Fraction of uncertainty resolved
An aside, but I don't really see the value in this given the posterior variance already measures the "remaining uncertainty" for the assumed model.
Consider a conjugate normal model, where, the prior variance is $$\sigma^2_0$$ and the posterior variance is
$$ \left(\frac{1}{\sigma_0^2} + \frac{n}{\sigma^2}\right)^{-1} $$
Therefore, in this example, the fraction resolved is
$$ \frac{n\sigma_0^2}{n\sigma_0^2 + \sigma^2} $$
For simplicity, suppose that $$\sigma^2=1$$ then this is just
$$ \frac{n\sigma_0^2}{n\sigma_0^2 + 1} $$
Now, suppose that $$n=1, \sigma_0^2=1$$, then
$$ \begin{aligned} \mathbb{V}[\theta|x] &= 1/2\ \text{FR} &= 1/2 \end{aligned} $$
Or $$\sigma^2_0 = 1/2$$
$$ \begin{aligned} \mathbb{V}[\theta|x] &= 1/3\ \text{FR} &= 1/3 \end{aligned} $$
Alternatively, suppose that $$n=1,\sigma_0^2=10$$ then
$$ \begin{aligned} \mathbb{V}[\theta|x] &= 10/11\ \text{FR} &= 10/11 \end{aligned} $$
So, a less informative prior results in a much higher fraction resolved for the same number of observations. The posterior variance is higher in this case, but we have resolved a higher fraction of uncertainty. Why consider the fraction resolved instead of the actual uncertainty from the posterior variance?
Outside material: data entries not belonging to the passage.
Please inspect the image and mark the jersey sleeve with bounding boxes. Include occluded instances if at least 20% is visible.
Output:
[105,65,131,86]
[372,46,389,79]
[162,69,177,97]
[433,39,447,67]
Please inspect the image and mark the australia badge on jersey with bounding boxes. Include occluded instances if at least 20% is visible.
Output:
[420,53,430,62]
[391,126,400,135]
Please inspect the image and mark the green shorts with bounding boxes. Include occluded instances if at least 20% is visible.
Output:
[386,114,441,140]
Suppose instead $$n=2,\sigma_0^2=10$$
$$ \begin{aligned} \mathbb{V}[\theta|x] &= 10/21\ \text{FR} &= 20/21 \end{aligned} $$
Here, the posterior variance is about 1/2 the same as for $$\sigma_0^2=1,n=1$$, but in this case we have resolved >95% of the uncertainty. Compared to only 1/2 resolved for the stronger prior.
To resolve lots of uncertainty, we just need to specify a diffuse prior, which then results in higher actual uncertainty. Parameter combinations with more diffuse priors will have more uncertainty resolved with fewer observations but may have higher overall variance.